レースにおいてどれくらいの比率を占めるのかは人によって考えが変わると思いますが、騎手無くして競馬は成立しません。今回は夏休みの宿題として騎手評価をしてみたいと思います。今回のテーマは読者のアラシヤマさんから頂いたもので、改めて騎手の評価をすることで、秋以降の予想に役立てたいと思います。
さて改めて騎手リーディングを眺めていて「う~ん・・・」となったのが、レーン騎手の順位ですね、この文章を書いているのは2019年7月15日で、この時点でレーン騎手のリーディングは16位です。もちろんレーン騎手は通年で乗っているわけではなく4月27日から6月26日までの2カ月間だけです、123レースに騎乗して1着37回、2着11回、3着18回、勝率3割飛んで1厘(以後301と表記)、複勝率537です。勝率301はリーディングトップの川田騎手258を上回り、複勝率537はルメール騎手、川田騎手に次ぐ高い値です。
これを見せつけられると騎手の能力に差があることは一目瞭然で、よく言われる馬質の偏りなどは副次的な物と言えなくもない、つまり能力のある騎手に良い馬が集まるという能力重視の結果も当然だと思います。能力のある騎手に良い馬が集まる、良い馬が集まるから更に成績が上がるという好循環ですね。
一時期武豊騎手が低迷しましたが、落馬の影響で明らかに能力が落ちたことで馬質が落ちました、社台・ノーザン系の馬に乗れなくなり、成績が下がってしまいましたね。ここで手を差し伸べたのが前田幸治さんやDr.コパさん、北島三郎さんなどの個人馬主さんで、キズナ、コパノリッキー、キタサンブラックでGⅠを勝ち再びトップジョッキーに返り咲きました。2年ほど前から社台・ノーザン系有力馬にも乗るようになり成績も上位で安定しています。

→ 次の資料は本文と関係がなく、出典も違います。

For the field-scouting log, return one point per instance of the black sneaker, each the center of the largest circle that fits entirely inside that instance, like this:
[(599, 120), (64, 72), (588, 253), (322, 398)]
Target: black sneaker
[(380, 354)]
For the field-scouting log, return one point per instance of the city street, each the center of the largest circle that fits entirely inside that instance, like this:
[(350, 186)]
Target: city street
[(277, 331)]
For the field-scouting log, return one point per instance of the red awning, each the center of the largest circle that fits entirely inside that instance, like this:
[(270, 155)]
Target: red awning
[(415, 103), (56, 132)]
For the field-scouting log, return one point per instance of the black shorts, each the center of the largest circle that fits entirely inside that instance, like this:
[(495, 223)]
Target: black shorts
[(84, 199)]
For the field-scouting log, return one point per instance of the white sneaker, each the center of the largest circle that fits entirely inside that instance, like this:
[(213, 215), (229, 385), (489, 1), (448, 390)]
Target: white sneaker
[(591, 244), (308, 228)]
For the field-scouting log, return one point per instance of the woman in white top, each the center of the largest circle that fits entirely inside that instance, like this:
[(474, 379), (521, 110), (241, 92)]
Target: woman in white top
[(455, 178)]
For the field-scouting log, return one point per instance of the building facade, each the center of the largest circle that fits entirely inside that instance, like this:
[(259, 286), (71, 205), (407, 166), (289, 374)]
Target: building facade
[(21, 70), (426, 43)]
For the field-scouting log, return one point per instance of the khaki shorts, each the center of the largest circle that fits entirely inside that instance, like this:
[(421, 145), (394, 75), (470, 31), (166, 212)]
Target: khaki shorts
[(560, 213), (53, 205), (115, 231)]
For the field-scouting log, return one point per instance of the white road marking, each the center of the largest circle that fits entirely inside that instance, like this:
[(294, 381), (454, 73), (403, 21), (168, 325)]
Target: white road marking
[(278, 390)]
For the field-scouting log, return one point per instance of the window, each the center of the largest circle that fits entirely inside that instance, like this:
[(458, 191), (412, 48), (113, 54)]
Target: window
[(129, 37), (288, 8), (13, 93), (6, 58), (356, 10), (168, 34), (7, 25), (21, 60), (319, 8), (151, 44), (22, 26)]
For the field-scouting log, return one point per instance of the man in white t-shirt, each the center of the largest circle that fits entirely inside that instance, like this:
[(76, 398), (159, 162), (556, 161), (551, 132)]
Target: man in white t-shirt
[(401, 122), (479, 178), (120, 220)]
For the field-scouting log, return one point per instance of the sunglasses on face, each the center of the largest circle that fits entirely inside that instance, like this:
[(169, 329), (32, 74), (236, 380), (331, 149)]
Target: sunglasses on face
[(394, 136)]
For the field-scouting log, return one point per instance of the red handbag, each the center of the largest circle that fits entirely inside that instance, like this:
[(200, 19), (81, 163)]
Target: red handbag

ところで皆さんは騎手評価をどのようになさっていますか?単にリーディングを見て評価していますか?2019年8月1日時点で騎手リーディング第5位は三浦皇成騎手です、6位以下には順に福永騎手、田辺騎手、ミルコ、岩田騎手という順になっています。福永騎手よりも、ミルコよりも上の順位なんです。違和感ありませんか?レーン騎手は短期免許でしたから17位です。では三浦騎手は福永騎手やミルコ、レーン騎手よりも上の評価でいいのでしょうか?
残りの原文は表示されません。